The 2,000 year old corpse of a man buried in northern Italy shows signs he may have been nailed to a wooden cross and crucified in the same manner as the Bible describes Jesus Christ died.
Although crucifixion in the Roman Empire was a common form of capital punishment, the discovery marks only the second time direct evidence of the practice has been found, reports Live Science.
The remains were discovered near Venice in 2007 but a new study by researchers at two universities in Ferrara and Florence reveal tell-tale, albeit inconclusive, signs the man had been nailed to a cross.
The study revealed a lesion and unhealed fracture on one of the heel bones suggesting his feet were nailed to a cross, but the skeletal remains were in poor condition and the other heel bone is missing.
The researchers were unable to find evidence the man’s wrists were nailed up in the same way Jesus was executed. However, his arms may have been tied to the cross using rope, another method common at the time.
“A depressed, unhealed fracture in the heel bone suggested a metal nail had been driven through it, from the inside to the outside of the right foot, either directly onto the wood of a cross or into a wooden footrest attached to a cross,” reports Live Science.
Medical anthropologist Emanuela Gualdi, lead researcher in the study, said, “We found a particular lesion on the right calcaneus [heel bone] passing through the entire bone.”
(Nail through a heel bone found in 1968)
The body was found about 25 miles southwest of Venice during an excavation before workers prepared to lay a pipeline. The researchers published their findings on April 12 in the journal Archaeological and Anthropological Sciences.
Genetic testing showed the short, slim man was between 30 and 34 years old when he died and was buried directly in the ground, rather than the usual Roman burial method of being placed in a tomb or accompanying the body with goods and artifacts.
The nature of the burial and his slight stature suggests the man may have been a malnourished slave. The Romans learned crucifixion from the Carthaginians and used it as a form of punishment for over 1,000 years until Emperor Constantine banned the practice in the 4th Century A.D.
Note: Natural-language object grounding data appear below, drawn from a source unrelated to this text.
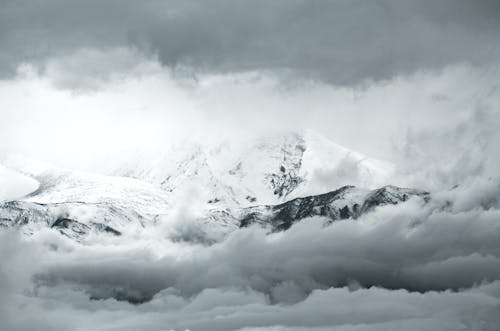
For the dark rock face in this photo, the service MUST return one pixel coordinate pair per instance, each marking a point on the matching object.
(31, 215)
(343, 203)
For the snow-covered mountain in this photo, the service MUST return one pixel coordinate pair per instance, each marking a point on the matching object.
(273, 181)
(267, 170)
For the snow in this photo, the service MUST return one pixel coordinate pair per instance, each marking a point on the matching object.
(14, 185)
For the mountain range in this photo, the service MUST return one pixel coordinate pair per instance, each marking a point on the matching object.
(273, 182)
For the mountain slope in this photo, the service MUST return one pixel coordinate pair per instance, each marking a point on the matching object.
(268, 170)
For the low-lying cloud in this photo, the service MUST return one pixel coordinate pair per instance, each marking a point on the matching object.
(404, 266)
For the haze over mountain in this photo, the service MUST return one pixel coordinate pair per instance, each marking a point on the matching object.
(249, 165)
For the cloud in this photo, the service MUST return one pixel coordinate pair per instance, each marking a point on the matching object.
(342, 42)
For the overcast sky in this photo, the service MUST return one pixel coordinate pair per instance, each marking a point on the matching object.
(86, 83)
(341, 42)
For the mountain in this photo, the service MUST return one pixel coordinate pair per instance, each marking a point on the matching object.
(272, 181)
(267, 170)
(78, 204)
(343, 203)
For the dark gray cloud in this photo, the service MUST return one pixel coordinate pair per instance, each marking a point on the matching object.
(340, 41)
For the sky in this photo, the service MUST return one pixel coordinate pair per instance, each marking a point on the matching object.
(86, 84)
(384, 68)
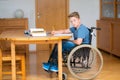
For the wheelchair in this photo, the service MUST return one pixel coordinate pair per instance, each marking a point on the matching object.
(84, 61)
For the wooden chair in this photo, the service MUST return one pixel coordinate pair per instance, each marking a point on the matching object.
(5, 54)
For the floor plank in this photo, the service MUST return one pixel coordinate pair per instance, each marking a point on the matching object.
(110, 71)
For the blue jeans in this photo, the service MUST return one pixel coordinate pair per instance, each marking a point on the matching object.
(66, 47)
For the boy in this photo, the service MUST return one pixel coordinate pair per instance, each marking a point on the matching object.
(80, 34)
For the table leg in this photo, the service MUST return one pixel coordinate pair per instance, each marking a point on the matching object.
(13, 61)
(60, 59)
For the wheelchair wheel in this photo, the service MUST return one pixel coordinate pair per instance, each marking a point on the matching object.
(85, 62)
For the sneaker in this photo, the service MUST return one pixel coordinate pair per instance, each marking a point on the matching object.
(54, 68)
(46, 66)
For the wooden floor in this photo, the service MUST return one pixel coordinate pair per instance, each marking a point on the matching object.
(110, 71)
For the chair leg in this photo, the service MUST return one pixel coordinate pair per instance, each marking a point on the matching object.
(23, 68)
(0, 64)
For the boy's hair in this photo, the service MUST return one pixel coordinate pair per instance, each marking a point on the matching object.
(74, 14)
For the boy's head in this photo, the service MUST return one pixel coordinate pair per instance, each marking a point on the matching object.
(74, 19)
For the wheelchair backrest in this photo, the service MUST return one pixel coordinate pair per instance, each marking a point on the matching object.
(91, 32)
(90, 38)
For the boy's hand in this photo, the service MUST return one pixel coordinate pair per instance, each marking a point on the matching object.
(53, 32)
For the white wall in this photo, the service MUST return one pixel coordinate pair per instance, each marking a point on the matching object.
(88, 9)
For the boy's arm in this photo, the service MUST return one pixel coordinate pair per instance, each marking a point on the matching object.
(61, 31)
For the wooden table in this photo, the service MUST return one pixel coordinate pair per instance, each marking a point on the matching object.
(18, 37)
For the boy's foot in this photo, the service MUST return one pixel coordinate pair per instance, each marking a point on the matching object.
(52, 67)
(46, 66)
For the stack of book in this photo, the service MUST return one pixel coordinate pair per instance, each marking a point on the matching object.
(37, 32)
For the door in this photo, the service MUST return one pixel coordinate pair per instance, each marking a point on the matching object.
(51, 15)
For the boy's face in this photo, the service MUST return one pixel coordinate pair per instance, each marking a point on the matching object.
(75, 21)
The only other time evidence of a crucifixion has been discovered occurred in Jerusalem in 1968. During an excavation archeologists found a 7-inch-long metal nail driven through the heel bone of a body found in a tomb. The nail was attached to a piece of olive wood.
Despite the large number of crucifixions that occurred during the time, evidence is hard to come by because metal nails were often salvaged after death, the remains are often in poor condition, and the type of lesions usually caused bones to easily fracture, making scientific interpretation of the injuries more difficult.